Dans les suites de ce bilan, un suivi d’une durée médiane de 8,1 années (écart interquartile [EIQ  5,1–11,6]) a permis de dénombrer les décès et les évènements cliniques majeurs incluant notamment infarctus du myocarde, accident vasculaire cérébral ou encore insuffisance cardiaque.

La valeur prédictive des biomarqueurs a été comparée à celle d’indicateurs cliniques, notamment l’indice de masse corporelle et le score de risque de Framingham. L’analyse des courbes de survie et une analyse par régression logistique multiple ont permis d’aboutir aux courbes ROC (receiver operating characteristic curves).

Mieux que le score de Framingham

Au cours du suivi, les évènements cliniques majeurs incluant les décès ont concerné un sujet sur cinq (n =1 831). Les cinq biomarqueurs étudiés ont tous fait preuve d’une valeur prédictive indéniable (p < 0,001) quant au risque encouru. En analyse univariée, l’AUROC à 5 (Univariate area under the ROC) pour ce qui est du risque de décès a varié selon le biomarqueur :

(1) calcifications aortiques : 0,743 (intervalle de confiance à 95 % IC95% 0,705–0,780) ;

(2) densité musculaire : 0,721 (0,683–0,759) ;

(3) rapport graisse viscérale/sous-cutanée : 0,661 (0,625–0,697) ;

(4) contenu hépatique en graisse : 0,619 (0,582–0,656) ;

(5) DMO : 0,646 (0,603–0,688).

Pour ce qui est de l’IMC et du score de risque de Framingham, les valeurs correspondantes de l’AUROC étaient respectivement de 0,499 (0,454–0,544) et de 0,688 (0,650–0,727).  Les analyses multivariées ont révélé que les biomarqueurs dérivés de la TDM étaient supérieurs aux indicateurs cliniques quant à la prédiction des évènements cliniques majeurs (p<0,05 dans la comparaison des AUROC, notamment quand ils étaient combinés entre eux.

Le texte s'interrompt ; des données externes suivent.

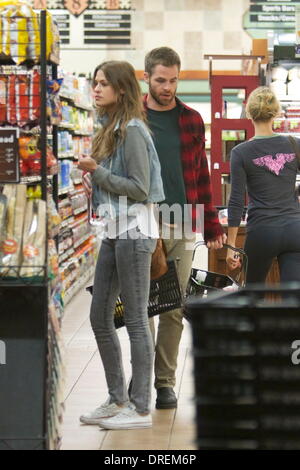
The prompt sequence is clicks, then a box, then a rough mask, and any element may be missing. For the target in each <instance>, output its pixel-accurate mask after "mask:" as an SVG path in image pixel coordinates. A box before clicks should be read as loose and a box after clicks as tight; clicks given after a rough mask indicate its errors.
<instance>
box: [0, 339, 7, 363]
mask: <svg viewBox="0 0 300 470" xmlns="http://www.w3.org/2000/svg"><path fill="white" fill-rule="evenodd" d="M5 364H6V345H5V343H4V341H1V340H0V366H1V365H5Z"/></svg>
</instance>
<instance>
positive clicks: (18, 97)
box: [16, 75, 30, 127]
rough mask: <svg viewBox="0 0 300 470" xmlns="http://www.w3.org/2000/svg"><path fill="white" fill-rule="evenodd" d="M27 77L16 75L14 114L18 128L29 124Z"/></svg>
mask: <svg viewBox="0 0 300 470" xmlns="http://www.w3.org/2000/svg"><path fill="white" fill-rule="evenodd" d="M29 82H30V80H29V75H17V78H16V105H17V106H16V108H17V109H16V113H17V124H18V126H20V127H23V126H25V125H26V124H28V122H29V92H30V84H29Z"/></svg>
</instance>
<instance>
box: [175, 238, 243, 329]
mask: <svg viewBox="0 0 300 470" xmlns="http://www.w3.org/2000/svg"><path fill="white" fill-rule="evenodd" d="M203 244H204V242H203V241H199V242H197V243H196V244H195V247H194V253H193V260H194V257H195V253H196V250H197V248H198V247H199V246H201V245H203ZM223 247H224V248H230V249H231V250H233V251H234V252H236V253H237V256H239V257H240V260H241V266H240V268H239V270H238V273H236V276H235V278H232V277H230V276H227V275H226V274H219V273H215V272H212V271H207V270H204V269H198V268H192V270H191V274H190V277H189V280H188V284H187V288H186V292H185V298H188V297H189V296H194V295H197V296H201V297H205V296H208V295H211V294H213V293H215V292H217V291H218V290H221V289H225V290H227V288H228V290H233V291H234V290H238V289H239V288H241V287H244V285H245V279H246V275H247V268H248V258H247V255H246V253H245V252H244V250H242V249H241V248H236V247H233V246H231V245H228V244H226V243H224V244H223ZM183 312H184V316H185V318H186V319H187V320H189V317H188V312H186V310H185V309H184V310H183Z"/></svg>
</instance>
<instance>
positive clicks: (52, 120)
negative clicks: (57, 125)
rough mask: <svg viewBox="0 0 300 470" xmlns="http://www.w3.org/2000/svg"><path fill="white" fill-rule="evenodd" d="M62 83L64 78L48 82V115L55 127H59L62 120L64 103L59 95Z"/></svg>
mask: <svg viewBox="0 0 300 470" xmlns="http://www.w3.org/2000/svg"><path fill="white" fill-rule="evenodd" d="M62 82H63V78H59V79H57V80H47V91H48V93H47V115H48V116H50V121H51V124H53V125H58V124H59V123H60V122H61V120H62V103H61V100H60V98H59V95H58V92H59V90H60V87H61V84H62Z"/></svg>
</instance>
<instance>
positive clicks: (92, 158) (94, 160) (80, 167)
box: [78, 157, 98, 173]
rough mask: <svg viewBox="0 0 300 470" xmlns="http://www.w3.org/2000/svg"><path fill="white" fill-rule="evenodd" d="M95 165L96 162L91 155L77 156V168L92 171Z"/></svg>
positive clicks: (94, 167) (91, 172)
mask: <svg viewBox="0 0 300 470" xmlns="http://www.w3.org/2000/svg"><path fill="white" fill-rule="evenodd" d="M97 166H98V165H97V163H96V162H95V160H94V159H93V158H91V157H85V158H79V162H78V168H79V169H80V170H85V171H89V172H90V173H93V171H95V170H96V169H97Z"/></svg>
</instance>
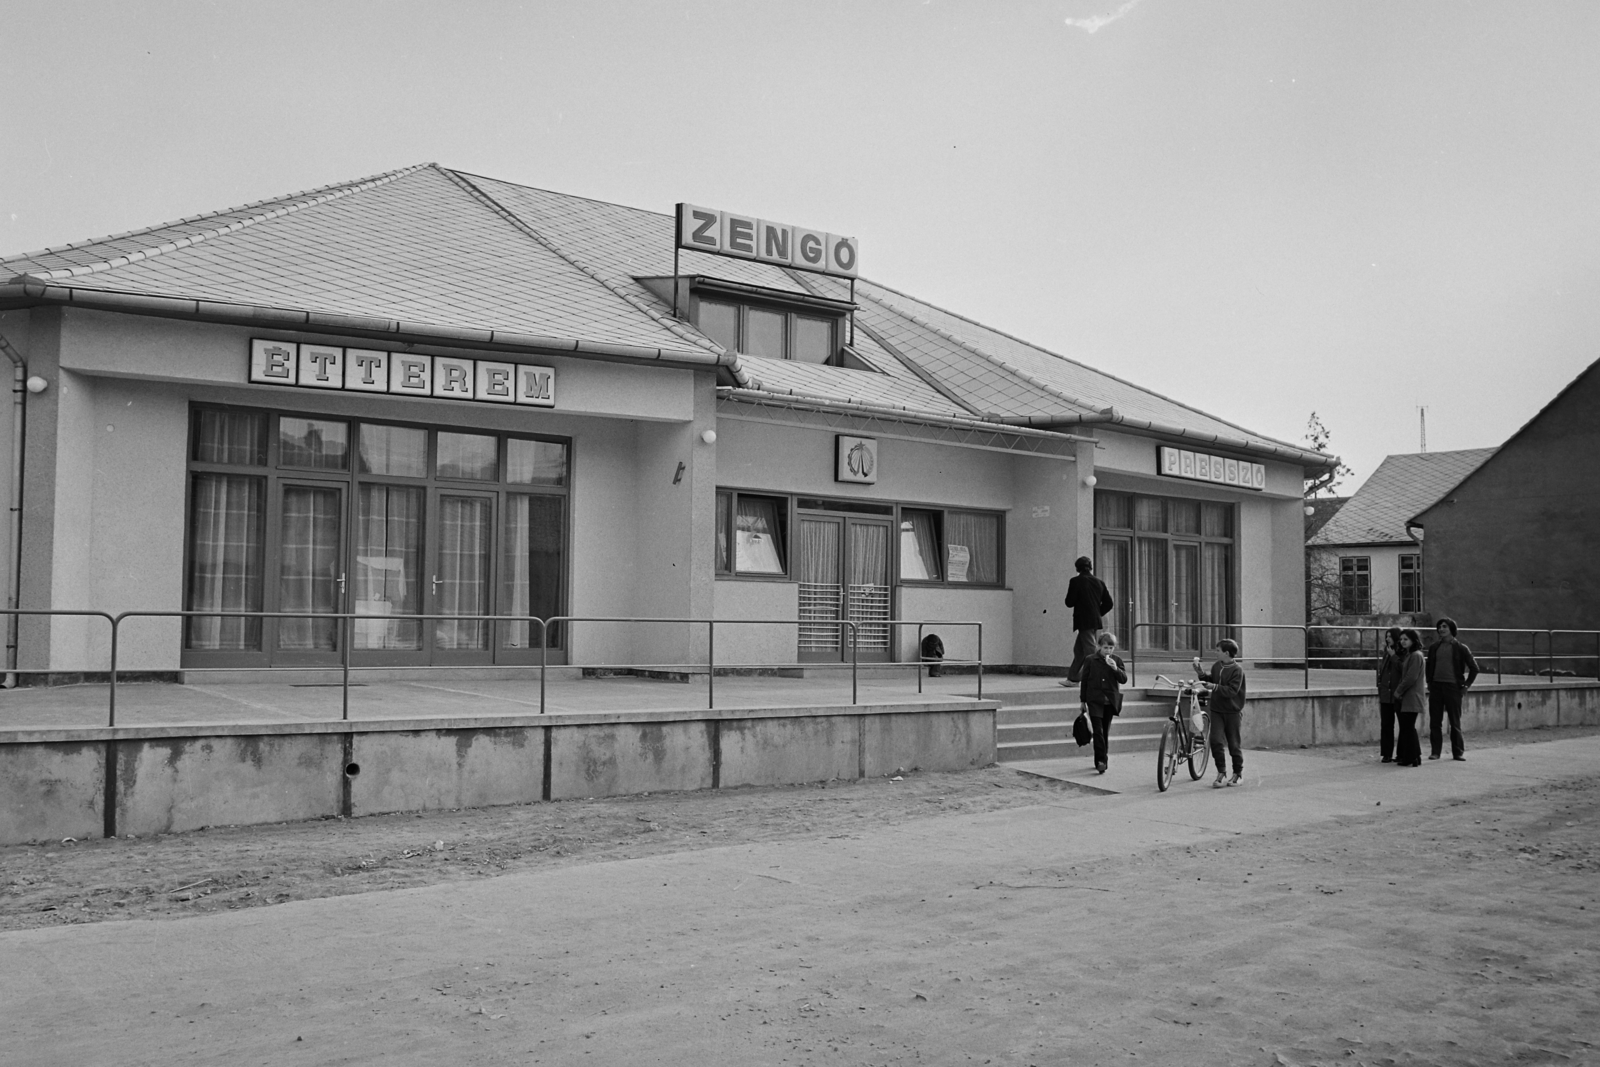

Ainsi l’AUROC à 2 ans a été estimée à 0,811 (IC95 % : 0,761-0,860) avec la combinaison « calcifications aortiques + densité musculaire + contenu hépatique en graisse ».

La valeur pronostique de certains biomarqueurs accessibles à la tomodensitométrie abdominale couplée à des algorithmes de quantification automatique semble hautement probable. Il reste à confirmer ces résultats encourageants et à juger de leur portée en pratique médicale courante, ce qui est une autre affaire sous bien des angles, notamment celui du rapport coût-efficacité.

Dr Peter Stratford

RÉFÉRENCE: Pickhardt PJ et coll. : Automated CT biomarkers for opportunistic prediction of future cardiovascular events and mortality in an asymptomatic screening population: a retrospective cohort study. Lancet Digital Health 2020 : publication avancée en ligne le 2 mars. doi.org/10.1016/ S2589-7500(20)30061-3.